Explore the relationships between each of the top predictors and the response. How could this information be helpful in improving yield in future runs of the manufacturing process?
imp_df <- cmp_imp$importance %>%
tibble::rownames_to_column("Predictor") %>%
arrange(desc(Overall))
head(imp_df, 10)
## Predictor Overall
## 1 ManufacturingProcess32 100.00000
## 2 ManufacturingProcess13 90.08629
## 3 ManufacturingProcess09 88.26199
## 4 ManufacturingProcess17 86.81590
## 5 ManufacturingProcess36 82.08255
## 6 ManufacturingProcess33 59.64919
## 7 ManufacturingProcess06 59.21093
## 8 ManufacturingProcess11 58.38776
## 9 BiologicalMaterial02 55.76742
## 10 BiologicalMaterial08 54.37120
top_vars <- imp_df$Predictor[1:3]
top_vars
## [1] "ManufacturingProcess32" "ManufacturingProcess13" "ManufacturingProcess09"

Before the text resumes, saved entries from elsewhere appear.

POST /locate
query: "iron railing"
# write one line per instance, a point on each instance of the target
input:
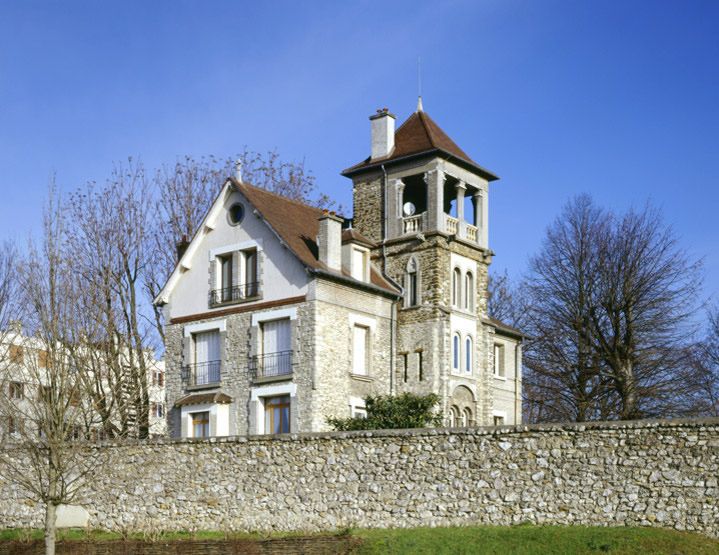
(234, 294)
(271, 364)
(202, 373)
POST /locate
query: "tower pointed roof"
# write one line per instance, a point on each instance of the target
(419, 135)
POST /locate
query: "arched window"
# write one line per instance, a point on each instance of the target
(468, 417)
(412, 283)
(456, 287)
(455, 352)
(468, 291)
(468, 355)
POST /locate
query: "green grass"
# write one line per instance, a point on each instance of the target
(530, 540)
(520, 540)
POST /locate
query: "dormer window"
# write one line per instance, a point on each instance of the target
(236, 276)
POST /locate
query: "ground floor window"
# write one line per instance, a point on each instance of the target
(277, 414)
(201, 424)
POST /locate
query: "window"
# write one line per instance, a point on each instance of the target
(499, 361)
(456, 287)
(468, 355)
(16, 354)
(200, 424)
(411, 285)
(468, 291)
(17, 390)
(276, 356)
(455, 352)
(467, 414)
(360, 338)
(277, 415)
(236, 213)
(359, 264)
(225, 262)
(250, 270)
(206, 368)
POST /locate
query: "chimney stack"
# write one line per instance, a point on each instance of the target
(330, 240)
(182, 247)
(382, 124)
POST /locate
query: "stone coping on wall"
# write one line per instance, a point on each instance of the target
(428, 432)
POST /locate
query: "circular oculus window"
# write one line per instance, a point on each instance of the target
(236, 213)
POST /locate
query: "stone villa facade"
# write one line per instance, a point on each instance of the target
(280, 315)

cmp_plot_data <- cmp_x_imputed %>%
mutate(Yield = cmp_y)
for (v in top_vars) {
print(
ggplot(cmp_plot_data, aes(x = .data[[v]], y = Yield)) +
geom_point(alpha = 0.6) +
geom_smooth(method = "loess", se = FALSE, color = "steelblue") +
labs(
title = paste("Yield vs", v),
x = v,
y = "Yield"
) +
theme_minimal()
)
}
The top predictors show how specific process conditions are related to yield. Some of them appear to have positive relationships with yield, while others show flatter or negative patterns. This is useful because the process variables can be adjusted, unlike the biological variables. If a certain process measurement consistently aligns with higher yield, the company can use that information to fine-tune future runs and improve production efficiency.

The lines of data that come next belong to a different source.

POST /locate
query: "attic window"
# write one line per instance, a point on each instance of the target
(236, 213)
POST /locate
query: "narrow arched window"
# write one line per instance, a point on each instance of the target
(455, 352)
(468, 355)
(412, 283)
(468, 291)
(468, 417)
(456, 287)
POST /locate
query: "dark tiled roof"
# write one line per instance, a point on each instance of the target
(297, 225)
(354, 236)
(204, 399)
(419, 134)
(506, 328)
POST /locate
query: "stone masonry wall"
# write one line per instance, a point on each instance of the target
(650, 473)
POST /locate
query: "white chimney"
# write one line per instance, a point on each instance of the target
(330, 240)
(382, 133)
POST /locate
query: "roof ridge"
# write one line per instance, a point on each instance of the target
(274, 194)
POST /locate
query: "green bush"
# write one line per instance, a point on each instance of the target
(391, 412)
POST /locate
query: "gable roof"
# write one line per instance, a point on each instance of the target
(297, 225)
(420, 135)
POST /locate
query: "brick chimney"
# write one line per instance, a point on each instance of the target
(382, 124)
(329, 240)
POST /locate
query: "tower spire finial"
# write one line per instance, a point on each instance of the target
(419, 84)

Overall, these two exercises show that different regression methods can behave very differently depending on the structure of the predictors. For the permeability data, regularized models such as Elastic Net performed better than PLS because the predictors were sparse and high dimensional. For the chemical manufacturing data, the PLS model performed reasonably well and highlighted that manufacturing process variables were more influential than the biological variables. In both cases, the models are useful for insight and screening, but I would still be careful about using them as complete replacements for real world experiments or production testing.